Meta Releases Llama 3
Summary
Meta released Llama 3 in 8B and 70B parameter sizes, claiming it was the most capable openly available model at its release, with significantly improved reasoning and coding capabilities over Llama 2 and competitive performance against proprietary models.
What Happened
On April 18, 2024, Meta released Llama 3, the third generation of its open-weight large language model family, in 8B and 70B parameter sizes. Meta described it as "the most capable openly available LLM to date," with the 70B model performing competitively with proprietary models like GPT-3.5-turbo and approaching Claude 3 Sonnet on several benchmarks.
Key improvements included a new tokenizer with a 128K vocabulary (4x larger than Llama 2), training on over 15 trillion tokens (7x more data than Llama 2), and support for an 8,192-token context length. The model was trained on a custom-built cluster of 24,000 H100 GPUs, reflecting the enormous compute investment Meta was making in open AI development.
Meta released the models under the Llama 3 Community License, which maintained the commercial use permissions from Llama 2 while updating terms. A larger 400B+ parameter version was announced as in training, previewing the Llama 3.1 release that would follow in July.
Why It Matters
Llama 3 continued Meta's strategy of using open-weight releases to commoditize the AI model layer — a move that benefited Meta by reducing competitors' API revenue while costing Meta relatively little given its advertising-driven business model. The 8B model, in particular, was capable enough for many production use cases while being small enough to run on consumer hardware, dramatically lowering the barrier to AI deployment.

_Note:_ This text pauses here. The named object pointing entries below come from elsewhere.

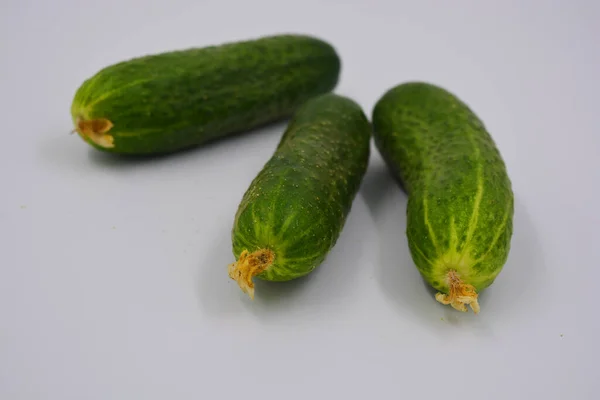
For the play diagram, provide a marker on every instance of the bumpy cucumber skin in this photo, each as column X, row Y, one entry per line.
column 460, row 205
column 298, row 203
column 166, row 102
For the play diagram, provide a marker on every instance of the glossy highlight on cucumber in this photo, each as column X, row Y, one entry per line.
column 166, row 102
column 295, row 208
column 460, row 199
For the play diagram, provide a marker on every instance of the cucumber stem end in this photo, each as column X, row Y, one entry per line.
column 96, row 130
column 248, row 266
column 461, row 294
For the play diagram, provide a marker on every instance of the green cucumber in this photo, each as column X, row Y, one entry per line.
column 170, row 101
column 295, row 208
column 460, row 199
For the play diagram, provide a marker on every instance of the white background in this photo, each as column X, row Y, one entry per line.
column 113, row 281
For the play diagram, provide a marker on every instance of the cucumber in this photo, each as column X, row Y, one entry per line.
column 460, row 199
column 295, row 208
column 170, row 101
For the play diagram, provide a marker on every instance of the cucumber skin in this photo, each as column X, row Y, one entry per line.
column 449, row 165
column 171, row 101
column 298, row 203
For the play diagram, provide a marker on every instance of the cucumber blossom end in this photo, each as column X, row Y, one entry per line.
column 248, row 266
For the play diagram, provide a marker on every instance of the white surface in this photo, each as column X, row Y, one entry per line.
column 113, row 277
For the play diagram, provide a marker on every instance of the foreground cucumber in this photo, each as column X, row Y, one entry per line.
column 295, row 208
column 166, row 102
column 460, row 204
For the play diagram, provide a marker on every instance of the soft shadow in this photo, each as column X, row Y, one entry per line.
column 332, row 284
column 523, row 273
column 396, row 273
column 407, row 290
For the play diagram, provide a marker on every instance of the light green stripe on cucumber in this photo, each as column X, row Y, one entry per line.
column 460, row 205
column 295, row 208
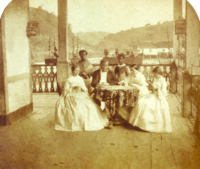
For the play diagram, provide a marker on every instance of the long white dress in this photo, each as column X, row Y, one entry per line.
column 76, row 111
column 139, row 81
column 151, row 112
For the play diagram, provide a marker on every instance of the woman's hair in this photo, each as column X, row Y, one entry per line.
column 157, row 70
column 135, row 66
column 74, row 66
column 81, row 51
column 121, row 55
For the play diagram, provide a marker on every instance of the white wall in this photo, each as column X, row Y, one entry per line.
column 16, row 56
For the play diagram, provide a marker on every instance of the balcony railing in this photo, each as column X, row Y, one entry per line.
column 44, row 77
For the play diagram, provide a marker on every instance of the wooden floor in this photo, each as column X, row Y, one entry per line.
column 33, row 143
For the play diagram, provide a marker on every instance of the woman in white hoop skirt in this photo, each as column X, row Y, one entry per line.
column 151, row 112
column 75, row 110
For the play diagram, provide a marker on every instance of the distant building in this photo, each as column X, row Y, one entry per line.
column 155, row 49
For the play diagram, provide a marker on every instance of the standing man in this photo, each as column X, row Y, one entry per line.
column 103, row 77
column 86, row 69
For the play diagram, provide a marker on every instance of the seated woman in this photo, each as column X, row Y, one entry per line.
column 151, row 112
column 138, row 80
column 75, row 110
column 122, row 71
column 86, row 69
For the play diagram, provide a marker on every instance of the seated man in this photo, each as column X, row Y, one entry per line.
column 122, row 71
column 86, row 69
column 103, row 77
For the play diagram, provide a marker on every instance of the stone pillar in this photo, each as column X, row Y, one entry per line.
column 15, row 75
column 192, row 36
column 173, row 88
column 62, row 64
column 187, row 99
column 177, row 14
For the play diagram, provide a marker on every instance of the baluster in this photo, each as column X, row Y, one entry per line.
column 43, row 82
column 34, row 75
column 52, row 79
column 40, row 79
column 46, row 79
column 55, row 79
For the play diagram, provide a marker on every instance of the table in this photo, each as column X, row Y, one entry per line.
column 116, row 97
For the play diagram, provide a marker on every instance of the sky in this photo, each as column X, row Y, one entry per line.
column 111, row 15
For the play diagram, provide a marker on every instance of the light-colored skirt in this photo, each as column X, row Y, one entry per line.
column 78, row 112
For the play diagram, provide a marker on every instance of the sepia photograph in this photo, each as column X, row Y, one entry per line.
column 99, row 84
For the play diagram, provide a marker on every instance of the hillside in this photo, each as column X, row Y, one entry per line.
column 92, row 38
column 134, row 37
column 48, row 31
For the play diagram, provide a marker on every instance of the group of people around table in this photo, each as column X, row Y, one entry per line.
column 77, row 109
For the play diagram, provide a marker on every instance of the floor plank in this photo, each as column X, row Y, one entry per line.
column 40, row 146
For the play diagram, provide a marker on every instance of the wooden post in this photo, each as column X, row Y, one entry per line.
column 173, row 87
column 187, row 91
column 62, row 65
column 177, row 14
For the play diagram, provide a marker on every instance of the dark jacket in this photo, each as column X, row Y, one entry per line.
column 111, row 78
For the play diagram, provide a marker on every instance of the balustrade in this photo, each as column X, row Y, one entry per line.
column 44, row 77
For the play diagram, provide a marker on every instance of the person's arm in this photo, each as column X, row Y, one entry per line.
column 113, row 80
column 164, row 87
column 127, row 71
column 94, row 79
column 83, row 87
column 67, row 88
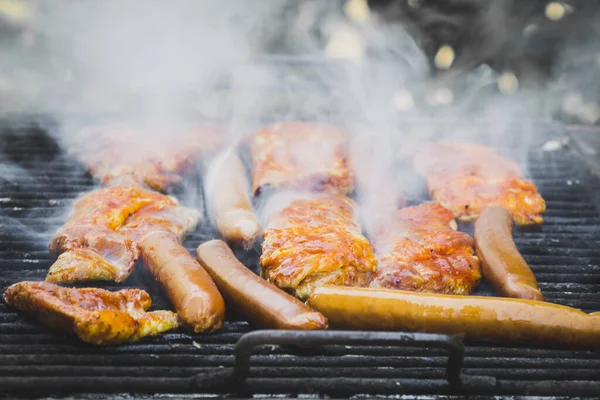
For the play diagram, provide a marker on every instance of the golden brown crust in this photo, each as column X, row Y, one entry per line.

The scale of compute invested (24,000 H100s) underscored that "open" AI development was not cheap: only a handful of companies worldwide could afford to train models at this scale and then give them away. This created an interesting dynamic where open-weight AI was, paradoxically, only possible because of massive corporate investment — complicating the narrative that open source was the democratizing force its advocates claimed.